Turns out classic cars, vintage motorcycles, wooden boats, historic aircraft and antique farm tractors aren’t the only vehicles people collect and restore.

RVs are displayed along a campground-style roadway in the museum | Larry Edsall photos

RVs are displayed along a campground-style roadway in the museum | Larry Edsall photos

Turns out classic cars, vintage motorcycles, wooden boats, historic aircraft and antique farm tractors aren’t the only vehicles people collect and restore. In northern Indiana, there’s an entire museum of recreation vehicles, from old pop-up campers to vehicles especially created for the likes of Mae West and Charles Lindbergh.

The RV/MH Hall of Fame, Museum & Library is located just off the Indiana toll road at the East Elkhart exit. That only makes sense since the Elkhart area is the heart of RV manufacturing in the United States.

Oh, the MH in RV/MH doesn’t stand for motor home but for manufactured housing, another big industry in northern Indiana, and just outside the museum is an example of a factory-produced home.

But the primary attraction are the historic recreational vehicles inside the large main building that houses not only the museum, but the hall of fame and an expansive research library as well as the Northern Indiana Event Center, which is large enough to entertain a thousand people at a social gathering or business conference.

Oh, again — and it’s not just RVs that are included in the museum’s display. There are several classic cars and trucks, from a Ford Model T pulling what is believed to be the world’s first travel trailer — the 1913 Earl — to a 1946 Studebaker Model M15A-28 dually hauling a 42-foot 1954 Spartan Imperial Mansion, a virtual apartment on wheels. There’s also a Pierce Arrow, perhaps the largest one ever produced.

These large GMC-built motorhomes, with air suspension and 455cid V8 engines, are popular restoration projects

These large GMC-built motorhomes, with air suspension and 455cid V8 engines, are popular restoration projects

Speaking of trucks, the rear fender and trim design on the 1955 Ranger crank-up tent trailer would look good on any pickup truck from that era.

The museum includes many “firsts,” — first Airstream, first Fleetwood, etc. It also displays a 1935 Bowlus Road Chief next to the 1939 Lindbergh travel trailer, which makes since: Before he started making trailers, Hawley Bowlus was the lead engineer on the Spirit of St. Louis that Lindbergh flew across the Atlantic Ocean. And speaking of Airstream, its founder, Wally Byam, was a Road Chief salesman.

But so much for the guys. Guess who’s leading the classic RV restoration hobby?

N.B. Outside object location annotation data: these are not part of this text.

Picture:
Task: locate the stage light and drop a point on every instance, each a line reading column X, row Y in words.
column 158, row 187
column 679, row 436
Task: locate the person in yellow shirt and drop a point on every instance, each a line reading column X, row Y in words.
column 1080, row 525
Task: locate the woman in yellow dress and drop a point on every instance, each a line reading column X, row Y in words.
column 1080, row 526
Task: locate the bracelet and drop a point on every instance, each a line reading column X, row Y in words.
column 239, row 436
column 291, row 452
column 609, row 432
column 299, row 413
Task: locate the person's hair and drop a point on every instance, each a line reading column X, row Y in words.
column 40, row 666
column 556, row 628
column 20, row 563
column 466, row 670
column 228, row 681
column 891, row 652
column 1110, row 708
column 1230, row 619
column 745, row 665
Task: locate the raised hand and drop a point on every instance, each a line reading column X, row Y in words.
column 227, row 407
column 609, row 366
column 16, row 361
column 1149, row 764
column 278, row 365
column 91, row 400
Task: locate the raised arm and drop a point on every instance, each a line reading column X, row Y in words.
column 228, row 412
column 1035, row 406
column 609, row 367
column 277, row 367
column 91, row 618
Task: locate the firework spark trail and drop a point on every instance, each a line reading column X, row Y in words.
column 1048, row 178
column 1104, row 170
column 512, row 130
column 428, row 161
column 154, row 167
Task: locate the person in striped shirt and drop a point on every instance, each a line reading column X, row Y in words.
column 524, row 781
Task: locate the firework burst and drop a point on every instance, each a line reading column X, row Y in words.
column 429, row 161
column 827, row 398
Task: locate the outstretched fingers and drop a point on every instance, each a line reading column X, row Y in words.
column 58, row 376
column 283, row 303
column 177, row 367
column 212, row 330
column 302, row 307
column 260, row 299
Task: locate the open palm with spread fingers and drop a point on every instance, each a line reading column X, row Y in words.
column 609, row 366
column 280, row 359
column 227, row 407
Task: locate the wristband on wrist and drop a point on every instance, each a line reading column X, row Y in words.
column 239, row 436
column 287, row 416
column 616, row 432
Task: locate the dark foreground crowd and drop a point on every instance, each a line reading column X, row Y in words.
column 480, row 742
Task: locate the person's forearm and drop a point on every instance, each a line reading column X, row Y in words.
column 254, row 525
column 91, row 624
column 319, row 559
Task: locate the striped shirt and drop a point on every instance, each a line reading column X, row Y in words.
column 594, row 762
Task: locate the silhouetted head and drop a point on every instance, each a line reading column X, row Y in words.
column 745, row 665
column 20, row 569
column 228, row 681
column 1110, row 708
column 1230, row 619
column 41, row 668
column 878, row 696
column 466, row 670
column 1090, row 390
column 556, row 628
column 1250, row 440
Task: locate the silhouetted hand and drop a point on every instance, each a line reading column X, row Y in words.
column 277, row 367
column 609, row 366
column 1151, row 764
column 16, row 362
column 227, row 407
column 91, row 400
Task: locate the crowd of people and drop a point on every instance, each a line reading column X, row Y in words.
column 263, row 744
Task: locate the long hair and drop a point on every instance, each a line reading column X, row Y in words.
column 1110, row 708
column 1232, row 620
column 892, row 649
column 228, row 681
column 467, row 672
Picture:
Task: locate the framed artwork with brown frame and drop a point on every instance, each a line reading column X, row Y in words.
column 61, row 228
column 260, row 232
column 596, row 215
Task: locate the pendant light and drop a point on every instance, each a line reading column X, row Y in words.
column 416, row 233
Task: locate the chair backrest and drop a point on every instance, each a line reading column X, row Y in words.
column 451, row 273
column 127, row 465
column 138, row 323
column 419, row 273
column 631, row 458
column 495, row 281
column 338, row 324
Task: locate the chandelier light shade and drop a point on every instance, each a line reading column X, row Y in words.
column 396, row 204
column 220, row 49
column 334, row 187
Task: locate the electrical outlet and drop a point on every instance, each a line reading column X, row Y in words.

“You know who’s doing it?” RV/MH Heritage Foundation president Darryl Searer asked before answering the question. “It’s women who are restoring old trailers!”

Searer said that women — married or single — who want to travel, but may have a husband who would rather stay home in his man cave — are buying old motor homes and camping trailers and modernizing them and decking them out in design themes and are enjoying the company of their fellow “Glampers.” That’s Glampers as in “glamorous campers.”

Particularly popular among the Glampers are small vintage camping trailers but also huge units such as the 26-foot motorhomes designed by General Motors and built in the 1970s by its GMC Truck & Coach Division.